Swift was born in Dublin, Ireland, to Abigail Erick, months after her husband Jonathan’s death. The details of Smith’s early childhood are somewhat obscure. At some point, he came under the guardianship of his uncle, who paid his way to Kilkenny College in Ireland. Swift eventually ended up graduating from Trinity College, Dublin, in 1686 and departed Ireland for England as a consequence of the turmoil of the Glorious Revolution (1688). In England, Swift reunited with his departed mother and worked in various diplomatic positions for the government. Along the way, he earned a master’s degree from Oxford and became a priest in the Church of Ireland. In 1704 he published The Battle of the Books and A Tale of the Tub. The political overtones to his early work were coincident with his involvement in English political life. A fierce critic of the Whig administration, Swift wrote and spoke out for Tory causes, temporarily earning him an informal advisory role when the latter party rose to power in 1710.

With the accession of George I to the throne in 1714, Swift left London for Ireland, where he penned a number of essays ridiculing the affluent and those indifferent to the plight of the poor. It was also at this time that Swift began perhaps his most famous work, Gulliver’s Travels. A parody of the political life of England that highlights the complexity of man’s nature, the book chronicles the escapades of Gulliver, an English wanderlust who accidentally voyages through four mysterious, often comical lands. First published in 1726, it was widely read and praised throughout Europe for its nuanced balance between fiction and reality. As the book was published anonymously due to its sensitive subject matter, Swift had to enjoy the commendation privately.

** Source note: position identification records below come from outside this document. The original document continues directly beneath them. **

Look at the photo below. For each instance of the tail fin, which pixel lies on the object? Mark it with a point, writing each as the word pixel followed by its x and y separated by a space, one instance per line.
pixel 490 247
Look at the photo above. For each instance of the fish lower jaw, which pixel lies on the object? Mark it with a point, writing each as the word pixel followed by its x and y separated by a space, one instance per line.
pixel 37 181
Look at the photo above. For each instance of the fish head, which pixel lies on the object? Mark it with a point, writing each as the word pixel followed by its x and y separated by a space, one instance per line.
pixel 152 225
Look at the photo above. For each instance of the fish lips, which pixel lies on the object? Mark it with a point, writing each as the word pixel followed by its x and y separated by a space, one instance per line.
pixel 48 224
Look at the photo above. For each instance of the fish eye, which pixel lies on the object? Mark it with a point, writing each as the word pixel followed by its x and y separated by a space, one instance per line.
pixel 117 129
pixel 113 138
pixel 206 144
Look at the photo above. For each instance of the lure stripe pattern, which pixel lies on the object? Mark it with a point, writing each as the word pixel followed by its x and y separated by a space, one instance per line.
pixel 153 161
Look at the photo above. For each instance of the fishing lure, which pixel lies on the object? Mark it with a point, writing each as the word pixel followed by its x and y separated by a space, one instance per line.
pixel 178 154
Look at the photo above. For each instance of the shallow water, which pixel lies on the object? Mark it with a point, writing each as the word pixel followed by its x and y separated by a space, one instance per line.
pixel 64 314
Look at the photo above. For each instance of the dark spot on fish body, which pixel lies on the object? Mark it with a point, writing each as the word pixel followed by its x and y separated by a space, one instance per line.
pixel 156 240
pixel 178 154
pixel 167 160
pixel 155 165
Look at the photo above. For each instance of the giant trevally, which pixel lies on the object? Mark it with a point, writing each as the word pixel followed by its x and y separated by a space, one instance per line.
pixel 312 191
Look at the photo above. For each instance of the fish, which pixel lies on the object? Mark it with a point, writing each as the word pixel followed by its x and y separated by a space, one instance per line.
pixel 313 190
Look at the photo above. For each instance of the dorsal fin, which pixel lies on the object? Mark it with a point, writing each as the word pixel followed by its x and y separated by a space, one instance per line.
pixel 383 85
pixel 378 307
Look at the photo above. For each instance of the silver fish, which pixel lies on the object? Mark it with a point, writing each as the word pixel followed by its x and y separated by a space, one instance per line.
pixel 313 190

While Swift left his greatest mark on English literature, his contribution to political philosophy is not insignificant. While many of his writings engaged contemporary social injustices, he also addressed the divisions between ancient and modern thought, ridiculed the ancient Greek philosopher Plato’s faith in temporal happiness, and wrote skeptically of the human spirit’s fulfillment in modern science. To the end, he displayed a humor and inspiration in his writing that continues to resonate with the world as much as it did during his lifetime. He died following declining health on October 19, 1745, in Dublin.

Bibliography:

  1. Fox, Christopher, ed. The Cambridge Companion to Jonathan Swift. Cambridge: Cambridge University Press, 2003.
  2. Lee, Jae Num. Swift and Scatological Satire. Albuquerque: University of New Mexico Press, 1971.
  3. Swift, Jonathan. Gulliver’s Travels. New York: Penguin, 2003.
  4. A Modest Proposal and Other Satirical Works. New York: Dover, 1996.